Duruş bu ülkedeki siyasetin temel sorunsalı.

Duruş derken düğme ilikleyici duruşu değil.

Hacıyatmaz duruşu da değil.

Dimdik durabilen.

Fikrine ve zikrine inadına sahip çıkan.

Ödün vermektense, bastırıp gidebilen.

Bizde çok bulunmaz böylesi tabi.

Rauf Raif Denktaş var.

Milim duruşundan ödün vermeyen.

Tahsin Ertuğruloğlu var.

Zorlu Töre var.

Doğuş Derya var.

Son örnek ise Ayşegül Baybars.

*****

Seveni de sevmeyeni de ortak.

Baybars’ın bir duruşu var.

Onaylarsınız yada onaylamazsın.

Ama duruş saygı uyandırandır.

Siyasette de saygınlık gerekiyor.

Bunu bir şekilde başardı Baybars.

Ha, 3 yıllık Bakanlıkta hataları var mıydı?

Oldukça çok.

Ama hatasız kul mu olurmuş?

Hata yapmadan doğru bulunur muymuş?

Bu noktada Ayşegül Baybars ismi önemli.

Siyaseti de seviyor.

Çatır çatır siyaset yapmayı da öğrendi.

E peki neden olmasın?

Neden yıpranmış Özersay’ın yerine gelmesin?

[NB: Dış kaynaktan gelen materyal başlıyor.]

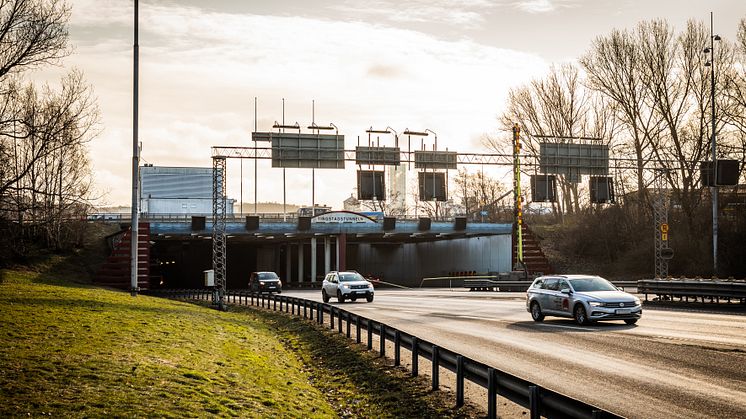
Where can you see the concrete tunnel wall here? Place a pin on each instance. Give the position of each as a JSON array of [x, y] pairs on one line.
[[408, 263]]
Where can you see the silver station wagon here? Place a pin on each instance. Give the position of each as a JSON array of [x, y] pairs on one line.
[[586, 298]]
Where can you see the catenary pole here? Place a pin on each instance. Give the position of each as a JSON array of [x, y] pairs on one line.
[[135, 163]]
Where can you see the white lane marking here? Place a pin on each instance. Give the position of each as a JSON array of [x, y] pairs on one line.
[[584, 329]]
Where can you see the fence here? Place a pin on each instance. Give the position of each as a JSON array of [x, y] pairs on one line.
[[684, 289], [539, 401]]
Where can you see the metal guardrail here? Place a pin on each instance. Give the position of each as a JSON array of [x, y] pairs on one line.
[[491, 283], [540, 401], [684, 289]]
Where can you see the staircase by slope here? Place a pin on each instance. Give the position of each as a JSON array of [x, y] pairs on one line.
[[115, 272], [534, 258]]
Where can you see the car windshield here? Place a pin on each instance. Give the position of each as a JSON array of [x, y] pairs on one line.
[[592, 284], [350, 277]]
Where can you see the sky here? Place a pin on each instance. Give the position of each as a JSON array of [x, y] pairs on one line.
[[441, 65]]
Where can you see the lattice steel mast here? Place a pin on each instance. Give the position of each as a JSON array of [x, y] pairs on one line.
[[218, 230]]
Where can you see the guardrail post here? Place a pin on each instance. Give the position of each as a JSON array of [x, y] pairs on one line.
[[357, 329], [491, 393], [382, 340], [436, 368], [415, 356], [397, 348], [459, 380], [370, 334], [534, 402]]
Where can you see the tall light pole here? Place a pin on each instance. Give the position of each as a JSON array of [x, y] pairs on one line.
[[134, 228], [713, 179]]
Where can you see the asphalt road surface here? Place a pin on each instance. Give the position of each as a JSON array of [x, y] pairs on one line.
[[672, 363]]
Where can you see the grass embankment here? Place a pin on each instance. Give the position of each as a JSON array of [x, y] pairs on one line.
[[73, 350]]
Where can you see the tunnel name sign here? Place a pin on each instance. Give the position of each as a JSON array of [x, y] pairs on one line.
[[338, 217]]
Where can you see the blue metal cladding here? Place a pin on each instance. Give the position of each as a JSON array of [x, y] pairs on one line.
[[176, 182]]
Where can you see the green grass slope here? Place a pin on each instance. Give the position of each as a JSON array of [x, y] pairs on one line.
[[78, 351]]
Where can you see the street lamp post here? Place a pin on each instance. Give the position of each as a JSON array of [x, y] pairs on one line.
[[713, 178]]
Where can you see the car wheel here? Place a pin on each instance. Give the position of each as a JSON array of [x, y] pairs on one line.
[[536, 313], [581, 317]]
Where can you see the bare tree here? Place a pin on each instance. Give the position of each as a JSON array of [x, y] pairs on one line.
[[32, 33], [557, 106], [44, 171], [478, 192], [613, 68], [734, 92]]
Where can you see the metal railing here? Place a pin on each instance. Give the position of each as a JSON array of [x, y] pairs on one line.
[[540, 401], [684, 289]]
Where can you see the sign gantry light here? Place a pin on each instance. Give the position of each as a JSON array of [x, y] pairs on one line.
[[370, 183]]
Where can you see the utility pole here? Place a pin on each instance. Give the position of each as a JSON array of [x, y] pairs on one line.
[[517, 196], [714, 178], [134, 229]]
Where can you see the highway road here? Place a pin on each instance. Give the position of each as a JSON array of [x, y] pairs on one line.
[[673, 363]]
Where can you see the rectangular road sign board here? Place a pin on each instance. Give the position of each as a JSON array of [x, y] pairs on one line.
[[307, 150], [389, 156], [574, 159], [435, 159]]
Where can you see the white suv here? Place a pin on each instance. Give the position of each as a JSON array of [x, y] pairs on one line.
[[346, 285]]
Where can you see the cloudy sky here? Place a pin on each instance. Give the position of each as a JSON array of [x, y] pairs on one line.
[[443, 65]]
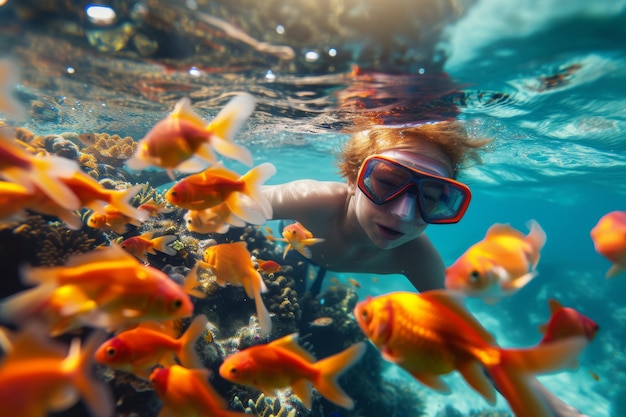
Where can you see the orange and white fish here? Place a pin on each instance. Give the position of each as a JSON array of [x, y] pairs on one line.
[[217, 184], [499, 265], [38, 376], [140, 349], [231, 263], [184, 142], [298, 238], [566, 322], [609, 239], [112, 219], [187, 393], [430, 334], [216, 219], [124, 291], [154, 209], [144, 244], [41, 172], [283, 363]]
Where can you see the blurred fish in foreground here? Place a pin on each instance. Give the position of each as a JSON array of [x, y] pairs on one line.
[[499, 265], [38, 376], [432, 334], [609, 239]]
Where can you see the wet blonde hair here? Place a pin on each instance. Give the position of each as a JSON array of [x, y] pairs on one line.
[[450, 136]]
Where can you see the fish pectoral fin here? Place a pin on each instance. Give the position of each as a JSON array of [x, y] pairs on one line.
[[302, 389], [475, 376], [432, 381], [518, 283]]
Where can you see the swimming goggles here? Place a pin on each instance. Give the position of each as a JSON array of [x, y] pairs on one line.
[[441, 199]]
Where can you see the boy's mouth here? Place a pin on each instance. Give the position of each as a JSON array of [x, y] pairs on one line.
[[389, 234]]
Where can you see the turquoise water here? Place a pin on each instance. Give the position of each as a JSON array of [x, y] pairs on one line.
[[558, 154]]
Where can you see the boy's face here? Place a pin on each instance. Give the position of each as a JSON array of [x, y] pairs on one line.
[[399, 221]]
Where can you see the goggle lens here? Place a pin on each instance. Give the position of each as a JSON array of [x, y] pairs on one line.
[[442, 200]]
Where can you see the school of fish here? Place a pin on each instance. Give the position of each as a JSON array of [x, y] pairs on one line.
[[133, 306]]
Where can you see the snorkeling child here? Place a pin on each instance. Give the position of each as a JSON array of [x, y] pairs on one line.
[[399, 180]]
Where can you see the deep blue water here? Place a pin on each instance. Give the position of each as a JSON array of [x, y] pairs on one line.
[[558, 156]]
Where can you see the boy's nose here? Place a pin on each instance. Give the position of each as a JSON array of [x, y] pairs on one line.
[[404, 206]]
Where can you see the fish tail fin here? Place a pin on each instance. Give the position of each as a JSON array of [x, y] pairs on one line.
[[536, 238], [121, 201], [188, 354], [161, 242], [226, 125], [45, 174], [331, 369], [253, 180], [96, 394], [513, 376]]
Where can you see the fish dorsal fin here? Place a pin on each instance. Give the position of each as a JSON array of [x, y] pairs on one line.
[[500, 229], [455, 302], [290, 343], [101, 254]]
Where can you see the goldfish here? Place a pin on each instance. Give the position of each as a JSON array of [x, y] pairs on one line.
[[499, 265], [123, 290], [609, 239], [40, 172], [40, 376], [140, 246], [187, 393], [298, 238], [567, 322], [283, 363], [140, 349], [431, 334], [112, 219], [216, 219], [268, 267], [231, 263], [217, 185], [184, 142], [9, 77]]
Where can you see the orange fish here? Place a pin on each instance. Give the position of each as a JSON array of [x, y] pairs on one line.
[[187, 393], [216, 219], [268, 267], [9, 77], [124, 290], [38, 377], [283, 363], [566, 322], [140, 246], [609, 239], [430, 334], [38, 172], [112, 219], [217, 184], [184, 142], [231, 263], [298, 238], [140, 349], [499, 265]]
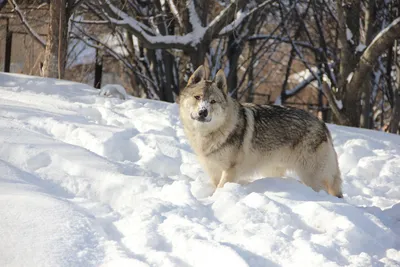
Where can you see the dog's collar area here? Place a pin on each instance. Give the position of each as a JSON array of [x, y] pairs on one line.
[[200, 119]]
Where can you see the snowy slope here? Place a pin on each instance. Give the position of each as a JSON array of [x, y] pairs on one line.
[[88, 180]]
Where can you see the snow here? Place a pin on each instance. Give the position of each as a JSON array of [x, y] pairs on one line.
[[88, 180], [113, 90]]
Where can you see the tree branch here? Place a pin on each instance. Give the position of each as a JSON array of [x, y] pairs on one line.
[[378, 46], [27, 26]]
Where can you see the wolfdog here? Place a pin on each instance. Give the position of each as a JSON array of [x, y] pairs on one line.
[[234, 140]]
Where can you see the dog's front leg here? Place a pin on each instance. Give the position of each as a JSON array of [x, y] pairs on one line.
[[227, 176]]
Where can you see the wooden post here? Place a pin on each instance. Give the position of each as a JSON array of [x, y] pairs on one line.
[[7, 57], [98, 71]]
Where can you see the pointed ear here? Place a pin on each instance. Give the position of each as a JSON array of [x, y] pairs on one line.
[[220, 81], [197, 76]]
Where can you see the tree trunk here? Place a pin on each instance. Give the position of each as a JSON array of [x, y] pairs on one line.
[[233, 54], [395, 119], [56, 46]]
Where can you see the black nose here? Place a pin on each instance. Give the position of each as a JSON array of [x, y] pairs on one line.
[[203, 113]]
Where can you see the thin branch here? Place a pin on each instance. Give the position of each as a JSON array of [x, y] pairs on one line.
[[27, 26]]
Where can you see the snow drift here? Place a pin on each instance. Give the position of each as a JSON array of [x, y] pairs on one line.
[[88, 180]]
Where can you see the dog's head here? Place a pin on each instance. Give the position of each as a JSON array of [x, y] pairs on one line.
[[203, 101]]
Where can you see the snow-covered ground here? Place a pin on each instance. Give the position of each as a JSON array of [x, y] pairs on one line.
[[88, 180]]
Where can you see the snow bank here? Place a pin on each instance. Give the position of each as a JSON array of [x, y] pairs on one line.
[[88, 180]]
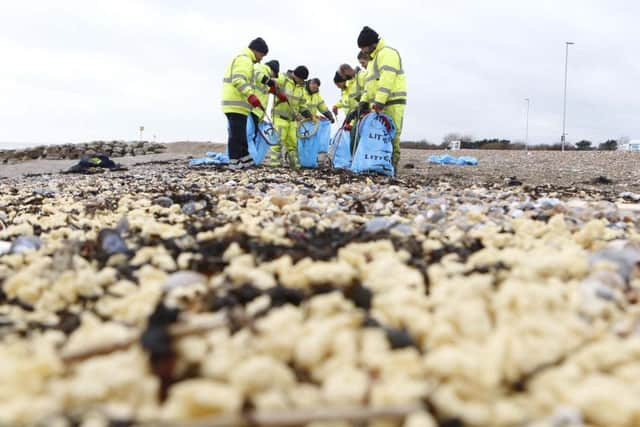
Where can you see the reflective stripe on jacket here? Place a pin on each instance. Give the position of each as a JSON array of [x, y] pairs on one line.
[[296, 95], [385, 81], [236, 84]]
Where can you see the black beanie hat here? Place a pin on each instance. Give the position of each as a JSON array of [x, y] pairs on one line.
[[259, 45], [301, 72], [367, 37], [274, 65]]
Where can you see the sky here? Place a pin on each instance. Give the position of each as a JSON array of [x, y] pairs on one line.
[[73, 71]]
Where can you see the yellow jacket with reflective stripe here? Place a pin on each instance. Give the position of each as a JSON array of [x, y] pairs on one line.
[[345, 99], [385, 79], [296, 95], [314, 103], [357, 89], [236, 86], [260, 89]]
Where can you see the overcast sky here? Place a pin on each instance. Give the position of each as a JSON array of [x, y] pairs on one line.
[[87, 70]]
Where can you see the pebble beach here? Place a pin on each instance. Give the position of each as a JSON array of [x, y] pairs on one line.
[[499, 295]]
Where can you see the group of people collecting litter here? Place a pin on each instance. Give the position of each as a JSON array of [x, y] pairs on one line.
[[378, 88]]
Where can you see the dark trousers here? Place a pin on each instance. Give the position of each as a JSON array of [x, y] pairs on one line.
[[237, 143]]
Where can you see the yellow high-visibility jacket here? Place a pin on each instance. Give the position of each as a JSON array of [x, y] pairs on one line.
[[236, 86], [296, 95], [314, 103], [348, 99], [385, 81], [261, 74], [359, 85]]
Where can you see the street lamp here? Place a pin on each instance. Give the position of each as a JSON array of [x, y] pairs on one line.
[[564, 110], [526, 135]]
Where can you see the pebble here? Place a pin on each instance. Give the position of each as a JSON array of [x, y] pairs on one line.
[[378, 224], [182, 279], [5, 247], [111, 243], [24, 244], [191, 208], [165, 202]]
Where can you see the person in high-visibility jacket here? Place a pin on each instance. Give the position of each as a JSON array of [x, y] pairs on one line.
[[286, 115], [264, 83], [315, 102], [385, 86], [344, 103], [361, 75], [238, 99]]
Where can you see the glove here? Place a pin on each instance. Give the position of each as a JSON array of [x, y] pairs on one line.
[[364, 107], [254, 101], [329, 116], [385, 122]]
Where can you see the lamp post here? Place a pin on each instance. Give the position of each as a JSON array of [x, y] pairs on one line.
[[564, 110], [526, 134]]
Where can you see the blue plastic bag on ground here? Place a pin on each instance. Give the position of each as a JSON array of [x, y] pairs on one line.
[[211, 158], [324, 135], [447, 159], [340, 149], [375, 145], [308, 143], [259, 141]]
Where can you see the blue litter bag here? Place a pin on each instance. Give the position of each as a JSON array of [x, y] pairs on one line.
[[340, 149], [211, 158], [324, 135], [260, 140], [375, 145], [447, 159], [308, 143]]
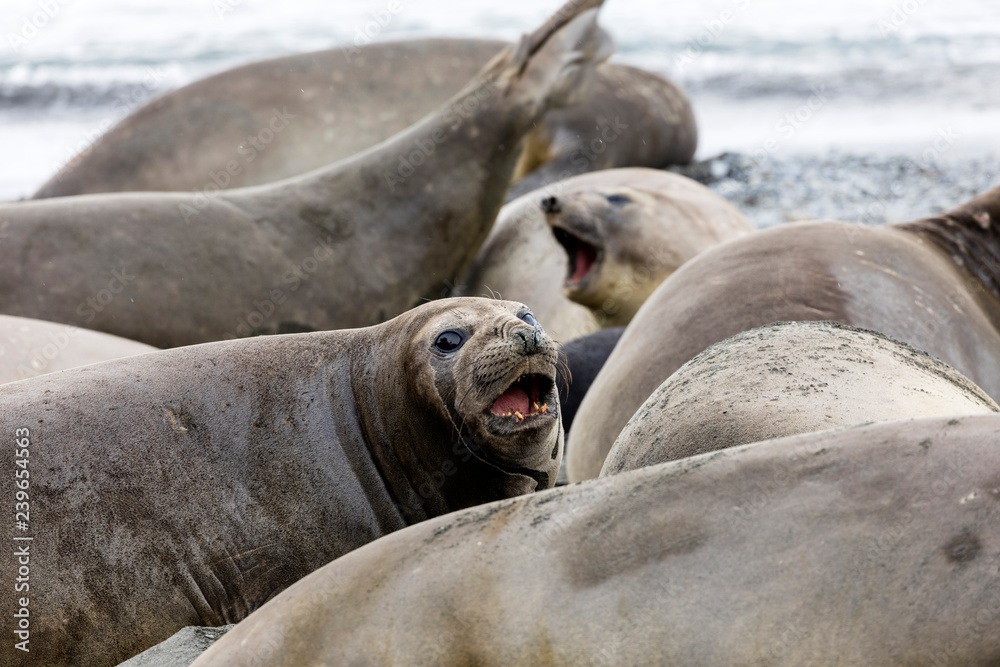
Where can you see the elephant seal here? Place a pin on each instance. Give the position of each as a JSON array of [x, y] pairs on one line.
[[349, 245], [604, 240], [933, 284], [785, 379], [584, 358], [189, 486], [340, 102], [32, 347], [873, 545]]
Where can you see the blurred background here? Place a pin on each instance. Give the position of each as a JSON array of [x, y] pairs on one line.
[[771, 78]]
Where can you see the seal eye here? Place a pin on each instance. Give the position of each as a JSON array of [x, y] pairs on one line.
[[618, 200], [449, 341]]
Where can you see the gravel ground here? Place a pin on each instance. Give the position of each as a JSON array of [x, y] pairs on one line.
[[856, 188]]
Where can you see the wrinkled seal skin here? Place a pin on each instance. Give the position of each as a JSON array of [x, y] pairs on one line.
[[342, 101], [189, 486], [659, 221], [873, 545], [932, 284], [350, 245], [29, 348], [785, 379]]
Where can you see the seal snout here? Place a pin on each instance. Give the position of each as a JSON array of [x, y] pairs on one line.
[[531, 339], [551, 205]]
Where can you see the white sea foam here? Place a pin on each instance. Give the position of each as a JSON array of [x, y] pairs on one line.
[[895, 70]]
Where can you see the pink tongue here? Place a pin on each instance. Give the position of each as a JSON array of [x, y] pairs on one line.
[[584, 262], [514, 399]]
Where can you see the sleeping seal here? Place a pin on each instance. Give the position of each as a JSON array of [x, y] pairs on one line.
[[280, 118], [873, 545], [933, 284], [352, 244], [32, 347], [784, 379]]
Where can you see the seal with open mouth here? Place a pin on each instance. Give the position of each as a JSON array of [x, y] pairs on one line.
[[932, 283], [349, 245], [586, 252], [201, 481]]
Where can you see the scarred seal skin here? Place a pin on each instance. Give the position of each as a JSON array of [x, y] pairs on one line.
[[871, 545], [190, 486], [784, 379], [933, 284], [349, 245]]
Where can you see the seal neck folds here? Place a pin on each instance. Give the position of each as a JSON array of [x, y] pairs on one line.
[[970, 235]]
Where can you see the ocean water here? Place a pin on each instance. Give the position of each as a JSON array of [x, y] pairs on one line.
[[768, 77]]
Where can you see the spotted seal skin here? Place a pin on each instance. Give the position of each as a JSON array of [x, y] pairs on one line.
[[930, 283], [283, 117], [586, 252], [190, 486], [789, 378], [871, 545], [349, 245]]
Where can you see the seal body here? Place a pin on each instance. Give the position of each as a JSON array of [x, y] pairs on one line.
[[585, 356], [929, 284], [586, 252], [873, 545], [279, 118], [784, 379], [349, 245], [189, 486], [32, 347]]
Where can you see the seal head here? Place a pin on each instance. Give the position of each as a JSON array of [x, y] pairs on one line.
[[623, 239], [481, 376]]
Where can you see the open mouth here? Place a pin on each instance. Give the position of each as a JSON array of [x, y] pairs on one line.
[[583, 256], [528, 396]]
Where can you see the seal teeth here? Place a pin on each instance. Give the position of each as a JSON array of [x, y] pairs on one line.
[[523, 398], [582, 255]]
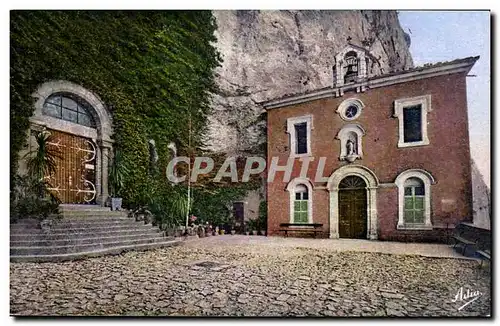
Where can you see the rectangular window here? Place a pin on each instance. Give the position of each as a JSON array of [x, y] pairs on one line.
[[301, 137], [300, 213], [412, 123]]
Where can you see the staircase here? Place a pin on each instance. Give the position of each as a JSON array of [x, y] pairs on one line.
[[84, 231]]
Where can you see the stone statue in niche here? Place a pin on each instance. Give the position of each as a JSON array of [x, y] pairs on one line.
[[350, 147], [351, 151]]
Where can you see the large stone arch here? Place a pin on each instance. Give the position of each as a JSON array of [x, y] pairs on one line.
[[101, 135], [372, 183]]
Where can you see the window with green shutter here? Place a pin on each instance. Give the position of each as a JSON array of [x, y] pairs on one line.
[[414, 204], [300, 205]]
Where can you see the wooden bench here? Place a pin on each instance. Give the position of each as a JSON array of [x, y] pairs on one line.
[[301, 227], [485, 254], [461, 236]]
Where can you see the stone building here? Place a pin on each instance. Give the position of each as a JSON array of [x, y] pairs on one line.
[[81, 127], [374, 156]]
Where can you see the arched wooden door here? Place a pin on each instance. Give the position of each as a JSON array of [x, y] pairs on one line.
[[74, 180], [352, 208]]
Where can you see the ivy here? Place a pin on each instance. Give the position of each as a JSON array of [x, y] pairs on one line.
[[152, 69]]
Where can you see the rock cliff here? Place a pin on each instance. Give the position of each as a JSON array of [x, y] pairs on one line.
[[268, 54]]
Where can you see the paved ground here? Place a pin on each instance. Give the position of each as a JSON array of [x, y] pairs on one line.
[[256, 276]]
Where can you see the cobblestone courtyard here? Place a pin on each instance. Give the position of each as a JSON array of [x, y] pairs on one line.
[[212, 277]]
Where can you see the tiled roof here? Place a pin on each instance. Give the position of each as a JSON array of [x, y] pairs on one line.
[[426, 66]]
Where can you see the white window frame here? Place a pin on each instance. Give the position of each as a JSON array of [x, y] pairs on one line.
[[291, 188], [290, 123], [347, 103], [343, 135], [428, 180], [425, 104]]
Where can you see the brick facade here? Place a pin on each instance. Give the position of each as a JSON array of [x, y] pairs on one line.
[[446, 157]]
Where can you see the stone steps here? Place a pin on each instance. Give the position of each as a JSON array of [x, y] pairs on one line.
[[26, 241], [82, 229], [75, 248], [85, 232], [90, 254], [81, 235]]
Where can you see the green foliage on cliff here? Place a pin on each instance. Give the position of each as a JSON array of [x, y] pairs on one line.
[[153, 70]]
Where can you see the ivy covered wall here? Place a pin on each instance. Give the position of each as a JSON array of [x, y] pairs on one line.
[[153, 70]]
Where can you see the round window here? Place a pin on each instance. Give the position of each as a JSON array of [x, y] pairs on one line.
[[351, 111]]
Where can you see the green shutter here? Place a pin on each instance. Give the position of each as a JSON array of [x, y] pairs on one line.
[[419, 217], [408, 203], [303, 206], [419, 202]]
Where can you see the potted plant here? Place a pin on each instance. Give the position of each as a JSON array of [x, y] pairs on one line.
[[31, 194], [263, 217], [117, 174]]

Zaten gideceğim dememiş miydi?

******

Baybars, HP için umut olabilir mi?

Bunu şimdiden kestirmek güç.

Çünkü erime süreci devam eden bir parti HP.

Ve lakin, unutmayalım Talat örneğini.

Diplere vuran bir CTP’de umut olmuştu.

Ve sonrasını herkes hatırlıyor.

Ha, Talat iyi çıkış yapıp gerisini getirmedi belki.

Ama Ayşegül Baybars çok genç.

Ve ciddi bir figür.

HP’de de birkaç iyi vekil de var.

Mesela Erek ve Jale Refik.

Bu üçlü sinerji yaratabilir mi?

HP’yi bir atımlık barut olmaktan kurtarabilirler mi?

Bunu da zamanla göreceğiz elbette.

******

Ayşegl Baybars’ı önemsiyorum.

Siyasette yenilenme ve yenileşmeyi de.

Tıpkı Ersan Saner, Fikri Ataoğlu gibi.

Tıpkı Mehmet Harmancı gibi.

Bu isimlerle rekabet yeteneği var.

Hepsine de günü saati gelir kök söktürebilir.

Ama doğru kadrolarla.

Doğru politikalarla .

Ve en önemlisi sağlam bir duruş ile.